El camino político de Kissinger estuvo signado por tres palabras: “Equilibrio de poder”. Con matices, por cierto. Su tesis doctoral, “A World Restored – Un mundo restaurado”, analizó la política europea diseñada, y tallada a martillo y cincel, por el austríaco Klemens von Metternich y el británico Robert Stewart, vizconde de Castlereagh, empeñados ambos en trazar en el siglo XIX las nuevas fronteras de Europa, estremecidas por el huracán desatado por Napoleón. De esos pozos, en especial de Metternich, bebió Kissinger para diseñar su propio equilibrio de poder: un mundo regido por las grandes potencias, a cuyos intereses deben adherir los demás estados, vigilados si se quiere, conducidos si se prefiere, con realismo y sin concesiones: “Nosotros establecemos los límites de la diversidad”, susurró Kissinger a Nixon cuando el triunfo electoral de Allende en Chile, en 1970.

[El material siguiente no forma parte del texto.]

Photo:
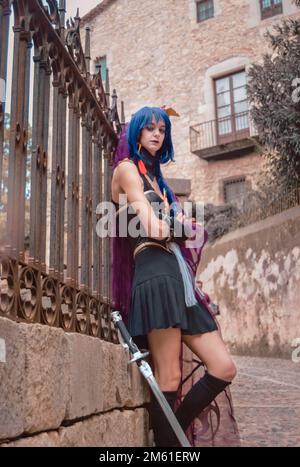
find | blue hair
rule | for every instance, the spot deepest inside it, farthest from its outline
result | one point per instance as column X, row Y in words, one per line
column 140, row 120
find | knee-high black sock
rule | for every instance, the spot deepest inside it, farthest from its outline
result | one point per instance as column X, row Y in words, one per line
column 199, row 396
column 163, row 433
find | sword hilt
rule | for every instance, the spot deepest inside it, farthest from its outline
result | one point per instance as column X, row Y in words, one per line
column 119, row 323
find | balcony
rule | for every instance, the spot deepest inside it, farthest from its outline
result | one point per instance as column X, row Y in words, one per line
column 224, row 138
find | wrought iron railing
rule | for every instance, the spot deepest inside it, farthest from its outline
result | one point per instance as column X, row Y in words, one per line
column 56, row 156
column 267, row 206
column 221, row 131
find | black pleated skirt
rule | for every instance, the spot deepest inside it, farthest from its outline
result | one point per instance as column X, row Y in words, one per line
column 157, row 300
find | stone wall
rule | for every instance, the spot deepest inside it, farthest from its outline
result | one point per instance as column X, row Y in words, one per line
column 158, row 54
column 254, row 275
column 66, row 389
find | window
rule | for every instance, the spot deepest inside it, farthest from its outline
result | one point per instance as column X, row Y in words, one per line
column 235, row 190
column 102, row 61
column 270, row 8
column 231, row 105
column 205, row 10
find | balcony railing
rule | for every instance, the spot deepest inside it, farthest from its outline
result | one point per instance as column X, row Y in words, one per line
column 227, row 135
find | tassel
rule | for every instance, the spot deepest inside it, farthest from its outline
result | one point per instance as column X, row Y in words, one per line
column 142, row 167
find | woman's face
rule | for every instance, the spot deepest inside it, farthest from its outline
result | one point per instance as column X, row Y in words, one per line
column 153, row 135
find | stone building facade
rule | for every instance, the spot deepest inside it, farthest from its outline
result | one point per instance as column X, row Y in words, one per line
column 194, row 56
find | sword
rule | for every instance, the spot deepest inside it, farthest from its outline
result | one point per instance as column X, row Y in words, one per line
column 145, row 369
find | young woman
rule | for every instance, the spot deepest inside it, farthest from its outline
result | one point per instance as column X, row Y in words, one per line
column 157, row 288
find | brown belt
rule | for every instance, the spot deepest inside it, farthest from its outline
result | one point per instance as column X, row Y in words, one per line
column 145, row 245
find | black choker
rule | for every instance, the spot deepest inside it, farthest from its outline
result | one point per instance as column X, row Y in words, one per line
column 149, row 162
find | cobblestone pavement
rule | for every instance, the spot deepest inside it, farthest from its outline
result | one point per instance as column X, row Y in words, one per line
column 266, row 398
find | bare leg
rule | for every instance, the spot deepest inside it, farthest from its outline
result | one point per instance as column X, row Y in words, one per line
column 210, row 348
column 165, row 346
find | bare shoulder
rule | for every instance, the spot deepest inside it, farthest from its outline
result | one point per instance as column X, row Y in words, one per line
column 127, row 171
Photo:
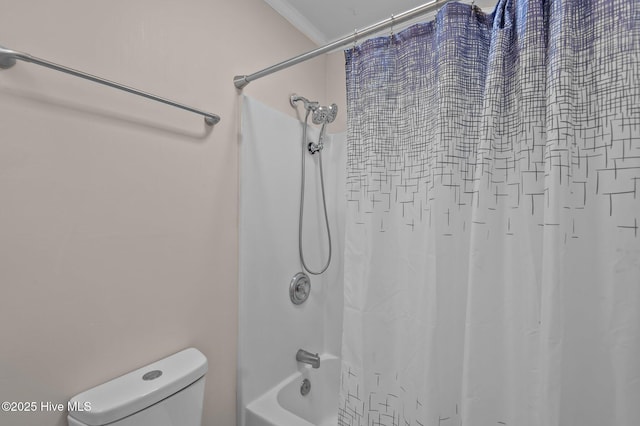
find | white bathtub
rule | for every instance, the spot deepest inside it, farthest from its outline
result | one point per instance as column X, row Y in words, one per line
column 283, row 405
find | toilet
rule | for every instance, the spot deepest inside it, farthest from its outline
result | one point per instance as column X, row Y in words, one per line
column 168, row 392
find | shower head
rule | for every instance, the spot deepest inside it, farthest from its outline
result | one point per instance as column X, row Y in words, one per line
column 325, row 114
column 308, row 105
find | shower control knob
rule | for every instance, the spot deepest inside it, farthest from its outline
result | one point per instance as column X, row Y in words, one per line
column 314, row 147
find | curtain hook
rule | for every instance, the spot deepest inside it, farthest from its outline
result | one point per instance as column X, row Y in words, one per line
column 392, row 22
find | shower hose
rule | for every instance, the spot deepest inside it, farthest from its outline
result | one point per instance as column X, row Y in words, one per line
column 324, row 201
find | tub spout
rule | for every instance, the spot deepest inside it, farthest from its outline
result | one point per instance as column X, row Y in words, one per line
column 308, row 358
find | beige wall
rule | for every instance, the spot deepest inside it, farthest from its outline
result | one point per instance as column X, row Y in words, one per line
column 118, row 216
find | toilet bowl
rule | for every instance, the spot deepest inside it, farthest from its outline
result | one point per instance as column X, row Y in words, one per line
column 168, row 392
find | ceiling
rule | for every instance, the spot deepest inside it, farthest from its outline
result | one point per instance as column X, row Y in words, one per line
column 324, row 21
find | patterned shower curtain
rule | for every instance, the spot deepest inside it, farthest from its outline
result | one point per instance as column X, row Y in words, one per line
column 492, row 256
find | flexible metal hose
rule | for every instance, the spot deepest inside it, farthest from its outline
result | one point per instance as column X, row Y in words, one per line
column 324, row 202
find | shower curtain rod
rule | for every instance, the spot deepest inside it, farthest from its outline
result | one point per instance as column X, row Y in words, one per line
column 240, row 81
column 8, row 59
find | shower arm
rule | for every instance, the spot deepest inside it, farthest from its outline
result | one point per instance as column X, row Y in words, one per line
column 240, row 81
column 8, row 59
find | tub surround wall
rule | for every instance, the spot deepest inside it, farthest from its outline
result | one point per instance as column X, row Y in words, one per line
column 272, row 329
column 118, row 215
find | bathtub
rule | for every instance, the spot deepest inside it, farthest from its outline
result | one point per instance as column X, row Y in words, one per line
column 283, row 405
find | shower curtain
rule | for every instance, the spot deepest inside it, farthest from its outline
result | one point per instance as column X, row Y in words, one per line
column 492, row 256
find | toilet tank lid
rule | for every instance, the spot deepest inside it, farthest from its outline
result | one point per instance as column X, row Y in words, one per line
column 139, row 389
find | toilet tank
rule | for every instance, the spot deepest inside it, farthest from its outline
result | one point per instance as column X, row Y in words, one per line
column 168, row 392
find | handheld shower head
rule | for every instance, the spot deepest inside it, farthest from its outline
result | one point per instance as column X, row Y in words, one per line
column 308, row 105
column 325, row 114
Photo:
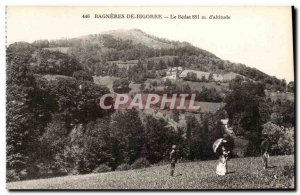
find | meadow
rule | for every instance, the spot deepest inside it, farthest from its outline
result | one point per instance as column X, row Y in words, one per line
column 243, row 173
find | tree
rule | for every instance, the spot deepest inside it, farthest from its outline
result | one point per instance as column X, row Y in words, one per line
column 160, row 139
column 281, row 140
column 21, row 135
column 291, row 87
column 121, row 85
column 82, row 76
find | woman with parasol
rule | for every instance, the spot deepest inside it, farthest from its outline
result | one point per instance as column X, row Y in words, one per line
column 219, row 149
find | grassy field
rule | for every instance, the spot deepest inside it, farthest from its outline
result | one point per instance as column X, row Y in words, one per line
column 244, row 173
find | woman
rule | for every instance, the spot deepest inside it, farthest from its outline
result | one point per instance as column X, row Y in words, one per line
column 222, row 166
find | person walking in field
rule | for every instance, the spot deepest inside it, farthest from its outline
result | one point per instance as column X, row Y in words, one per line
column 173, row 159
column 265, row 158
column 222, row 166
column 264, row 147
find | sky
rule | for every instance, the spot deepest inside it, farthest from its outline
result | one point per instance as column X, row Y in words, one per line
column 259, row 37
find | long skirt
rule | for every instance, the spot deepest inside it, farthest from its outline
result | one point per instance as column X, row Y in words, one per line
column 221, row 168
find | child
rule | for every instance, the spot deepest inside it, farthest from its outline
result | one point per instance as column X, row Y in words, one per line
column 265, row 157
column 173, row 159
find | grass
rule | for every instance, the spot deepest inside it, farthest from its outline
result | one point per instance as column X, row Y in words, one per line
column 244, row 173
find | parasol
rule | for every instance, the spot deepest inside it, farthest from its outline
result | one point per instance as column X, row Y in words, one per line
column 218, row 143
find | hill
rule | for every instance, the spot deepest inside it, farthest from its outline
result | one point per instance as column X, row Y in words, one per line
column 126, row 47
column 244, row 173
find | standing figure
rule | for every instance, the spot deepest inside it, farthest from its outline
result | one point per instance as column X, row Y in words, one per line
column 222, row 166
column 173, row 159
column 264, row 147
column 265, row 158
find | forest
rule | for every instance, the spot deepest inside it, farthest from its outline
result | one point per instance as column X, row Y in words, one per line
column 54, row 126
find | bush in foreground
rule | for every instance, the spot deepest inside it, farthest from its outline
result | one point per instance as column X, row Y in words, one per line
column 123, row 167
column 102, row 169
column 140, row 163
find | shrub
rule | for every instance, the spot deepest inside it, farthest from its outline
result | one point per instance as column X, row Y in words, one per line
column 123, row 167
column 102, row 169
column 140, row 163
column 12, row 175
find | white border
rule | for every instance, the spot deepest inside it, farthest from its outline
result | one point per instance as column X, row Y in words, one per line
column 111, row 3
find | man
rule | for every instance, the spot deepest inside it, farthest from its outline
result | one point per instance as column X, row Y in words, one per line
column 265, row 158
column 173, row 159
column 264, row 146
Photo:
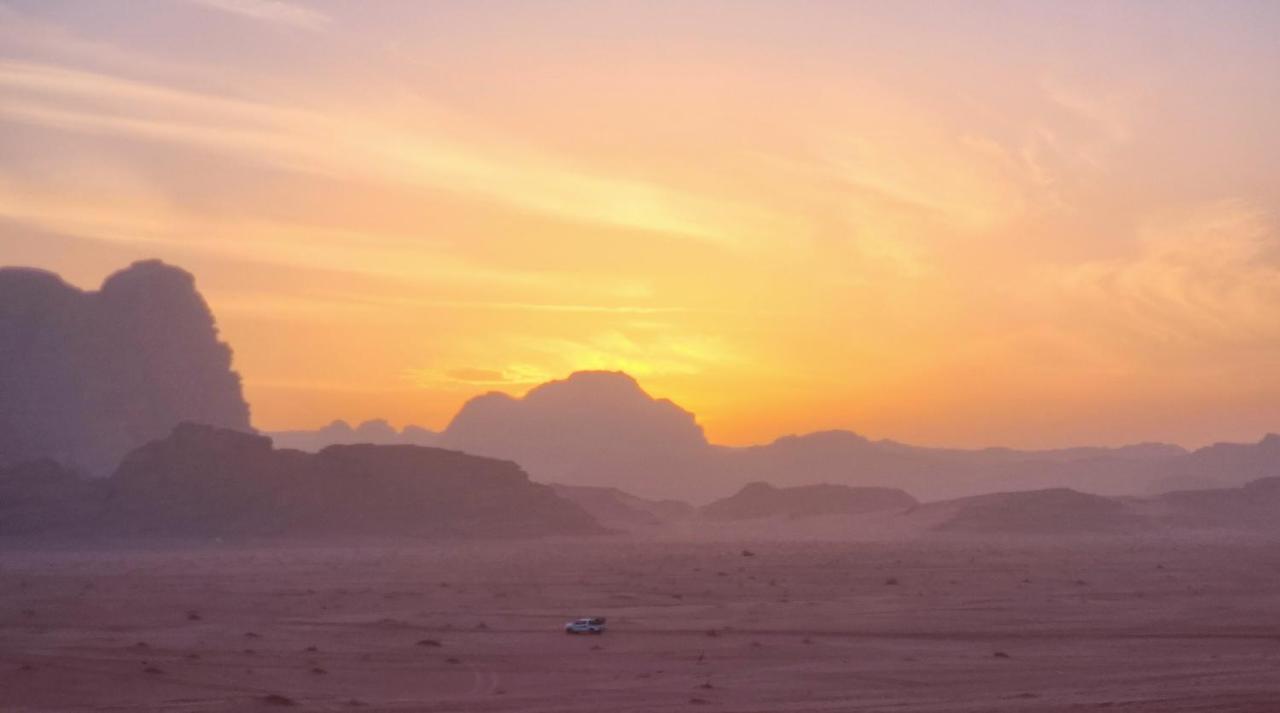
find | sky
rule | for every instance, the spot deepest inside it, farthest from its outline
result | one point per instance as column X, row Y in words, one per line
column 1027, row 224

Una bonita historia revela el carácter de Kissinger, el ejercicio de la ironía feroz, revestida de cierto humor corrosivo y, tal vez traza también un esbozo del material con el que está hecho su mundo interior que hoy alcanza los cien años. La reveló hace ya años el periodista francés Jean Daniel, murió en 2020, fundador de Le Nouvel Oservateur y testigo de hechos vitales de la historia contemporáne
Cuenta Daniel que una noche, otro periodista famoso, Pierre Salinger, que había sido jefe de prensa y vocero del presidente John Kennedy, reunió en su casa parisina de la Rue Rivoli, además de a Daniel, a Kissinger y al pensador y filósofo francés Raymond Arón. Fue una charla vibrante y acalorada entre ambos, en la que se discutió el bombardeo americano a Camboya cuando ya se celebraban en París reuniones por la paz, y que Nixon había ordenado para cortar los suministros que, sospechaba, se filtraban por ese país al Vietcong. Los bombardeos causaron miles de muertos civiles.
En un momento del intenso intercambio verbal en casa de Salinger, Arón le dijo a Kissinger: “Henry, yo no hubiese sido capaz de ordenar los bombardeos a Camboya y después irme a dormir tan tranquilo”.
Y la respuesta de Kissinger fue: “Querido Raymond, a nadie se le hubiese ocurrido encargarle a usted semejante misión”.